In recent years, wireless-sensor networks have gained more prominence as a commercially viable technology thanks to companies such as Dust Networks and Arch Rock, both University of California, Berkeley, research spinoffs. The most common types of sensor networks are often found in industrial settings, where they monitor manufacturing equipment in hard-to-reach places. For the most part, these sensor networks employ tiny, battery-powered sensor “motes” designed to use little power and collect specific types of data.

Building a wireless backbone across an entire city that can accommodate numerous, simultaneous research problems will be tough, says Joshua Bers, a researcher who leads BBN’s effort on the CitySense project.
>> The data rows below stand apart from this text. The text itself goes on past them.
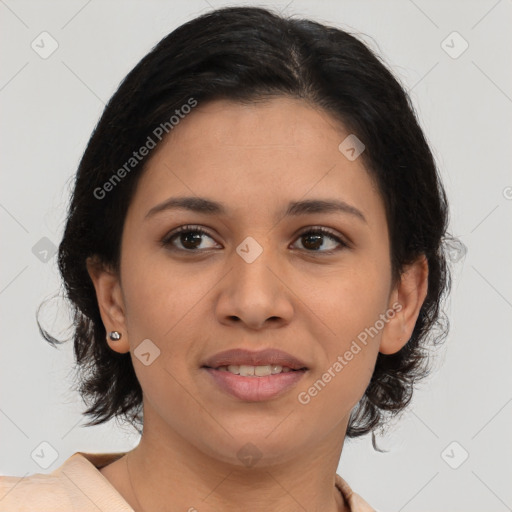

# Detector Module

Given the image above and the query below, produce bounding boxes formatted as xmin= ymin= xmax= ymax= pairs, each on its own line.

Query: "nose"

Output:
xmin=216 ymin=241 xmax=294 ymax=330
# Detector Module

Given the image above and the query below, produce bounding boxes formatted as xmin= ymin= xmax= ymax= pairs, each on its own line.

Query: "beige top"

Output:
xmin=0 ymin=452 xmax=376 ymax=512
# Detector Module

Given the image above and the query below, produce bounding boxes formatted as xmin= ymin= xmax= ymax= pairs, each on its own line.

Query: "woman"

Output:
xmin=0 ymin=7 xmax=449 ymax=512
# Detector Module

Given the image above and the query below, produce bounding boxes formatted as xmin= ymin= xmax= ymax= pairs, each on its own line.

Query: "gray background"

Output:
xmin=0 ymin=0 xmax=512 ymax=512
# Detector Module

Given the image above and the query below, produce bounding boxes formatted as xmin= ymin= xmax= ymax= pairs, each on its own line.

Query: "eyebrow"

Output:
xmin=145 ymin=197 xmax=367 ymax=222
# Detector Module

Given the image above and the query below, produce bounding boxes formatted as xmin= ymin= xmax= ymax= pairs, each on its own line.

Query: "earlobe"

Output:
xmin=379 ymin=255 xmax=428 ymax=354
xmin=86 ymin=257 xmax=130 ymax=354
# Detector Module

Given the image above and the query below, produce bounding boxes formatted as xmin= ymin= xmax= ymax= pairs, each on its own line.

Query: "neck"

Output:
xmin=124 ymin=408 xmax=348 ymax=512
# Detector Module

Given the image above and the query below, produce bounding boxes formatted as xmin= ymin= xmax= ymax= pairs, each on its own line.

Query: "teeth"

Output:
xmin=217 ymin=364 xmax=292 ymax=377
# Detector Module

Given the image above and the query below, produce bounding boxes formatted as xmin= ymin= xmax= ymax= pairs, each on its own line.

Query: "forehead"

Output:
xmin=127 ymin=98 xmax=383 ymax=228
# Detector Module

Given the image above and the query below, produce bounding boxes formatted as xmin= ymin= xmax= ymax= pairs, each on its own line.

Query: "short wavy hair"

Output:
xmin=38 ymin=7 xmax=456 ymax=446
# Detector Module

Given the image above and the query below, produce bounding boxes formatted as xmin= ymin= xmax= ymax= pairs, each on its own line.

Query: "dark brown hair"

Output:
xmin=39 ymin=7 xmax=450 ymax=437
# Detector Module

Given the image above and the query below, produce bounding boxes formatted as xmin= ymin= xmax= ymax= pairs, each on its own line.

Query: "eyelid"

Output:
xmin=161 ymin=224 xmax=352 ymax=255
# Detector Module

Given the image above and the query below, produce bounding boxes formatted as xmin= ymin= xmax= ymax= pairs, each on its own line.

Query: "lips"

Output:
xmin=203 ymin=349 xmax=308 ymax=370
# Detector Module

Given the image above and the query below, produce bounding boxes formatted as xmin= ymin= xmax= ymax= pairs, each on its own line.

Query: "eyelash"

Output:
xmin=161 ymin=225 xmax=349 ymax=255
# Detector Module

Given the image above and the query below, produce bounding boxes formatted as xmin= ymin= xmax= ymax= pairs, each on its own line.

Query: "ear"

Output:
xmin=86 ymin=257 xmax=130 ymax=354
xmin=379 ymin=255 xmax=428 ymax=354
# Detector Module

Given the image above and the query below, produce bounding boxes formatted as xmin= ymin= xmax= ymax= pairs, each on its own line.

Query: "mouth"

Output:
xmin=201 ymin=349 xmax=309 ymax=402
xmin=203 ymin=366 xmax=308 ymax=402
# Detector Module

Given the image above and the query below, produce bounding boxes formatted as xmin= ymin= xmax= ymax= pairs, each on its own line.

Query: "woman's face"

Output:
xmin=92 ymin=98 xmax=420 ymax=464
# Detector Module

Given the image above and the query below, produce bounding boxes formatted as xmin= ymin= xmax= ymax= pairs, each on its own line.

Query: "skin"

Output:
xmin=87 ymin=98 xmax=428 ymax=512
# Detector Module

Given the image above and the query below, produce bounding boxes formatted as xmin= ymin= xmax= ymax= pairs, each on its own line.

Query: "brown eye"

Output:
xmin=162 ymin=226 xmax=213 ymax=252
xmin=292 ymin=228 xmax=347 ymax=254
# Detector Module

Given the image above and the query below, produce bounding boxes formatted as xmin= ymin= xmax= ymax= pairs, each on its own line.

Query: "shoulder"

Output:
xmin=336 ymin=473 xmax=378 ymax=512
xmin=0 ymin=452 xmax=132 ymax=512
xmin=0 ymin=473 xmax=74 ymax=512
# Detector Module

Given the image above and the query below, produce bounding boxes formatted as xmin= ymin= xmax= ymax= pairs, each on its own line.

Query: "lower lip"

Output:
xmin=204 ymin=368 xmax=306 ymax=402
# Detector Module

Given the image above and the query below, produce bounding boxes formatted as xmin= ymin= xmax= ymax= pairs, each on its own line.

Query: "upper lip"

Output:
xmin=203 ymin=348 xmax=307 ymax=370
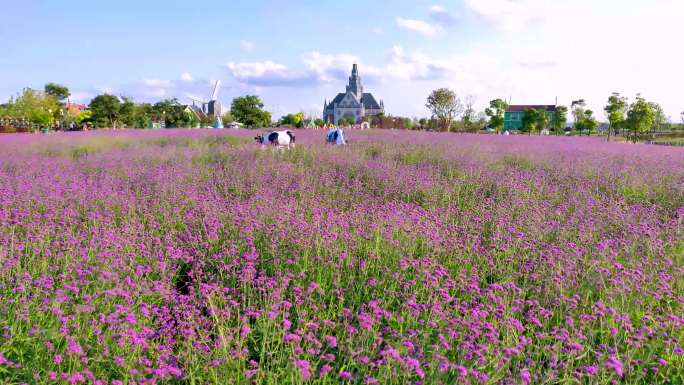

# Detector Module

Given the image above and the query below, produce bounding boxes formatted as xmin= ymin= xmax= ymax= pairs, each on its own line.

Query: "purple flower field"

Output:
xmin=0 ymin=130 xmax=684 ymax=385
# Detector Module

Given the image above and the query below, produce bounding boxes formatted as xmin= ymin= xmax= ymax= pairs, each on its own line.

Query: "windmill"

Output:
xmin=207 ymin=80 xmax=221 ymax=118
xmin=188 ymin=80 xmax=221 ymax=118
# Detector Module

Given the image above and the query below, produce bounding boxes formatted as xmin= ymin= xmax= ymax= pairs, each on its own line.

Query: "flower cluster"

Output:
xmin=0 ymin=130 xmax=684 ymax=385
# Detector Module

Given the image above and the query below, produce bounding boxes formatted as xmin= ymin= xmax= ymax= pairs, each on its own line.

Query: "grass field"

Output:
xmin=0 ymin=130 xmax=684 ymax=385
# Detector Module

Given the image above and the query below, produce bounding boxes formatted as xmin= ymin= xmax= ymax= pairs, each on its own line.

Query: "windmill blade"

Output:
xmin=188 ymin=95 xmax=208 ymax=104
xmin=211 ymin=80 xmax=221 ymax=100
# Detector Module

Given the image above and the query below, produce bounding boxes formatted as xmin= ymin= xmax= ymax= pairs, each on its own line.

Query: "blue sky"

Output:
xmin=0 ymin=0 xmax=684 ymax=120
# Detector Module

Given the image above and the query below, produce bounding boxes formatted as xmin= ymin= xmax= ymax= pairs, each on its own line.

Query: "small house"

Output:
xmin=504 ymin=104 xmax=556 ymax=130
One challenge will be to make the network reliable enough by keeping the hardware from failing. “Clearly, if researchers are going to be using it, we don’t want this thing to crash and have to have someone go up a light pole 30 feet off the ground to fix it,” Bers says. There’s one way to safeguard against this, he says: there will be software that will monitor the health of the node, and if something goes wrong, it will automatically reboot.

In addition, CitySense will use “mesh” networking to send data from one point in the network to another point far away. In such a networking scheme, information is transferred to its final destination by hopping from node to node instead of being transmitted directly. BBN has developed a number of mesh-networking protocols that adjust when nodes fail.

Another issue that will need to be addressed, says Welsh, is hardware resource allocations. Since numerous projects and various software applications will be running on the same hardware simultaneously, the researchers will need to find a way to make sure that the processors and memory are divvied up appropriately.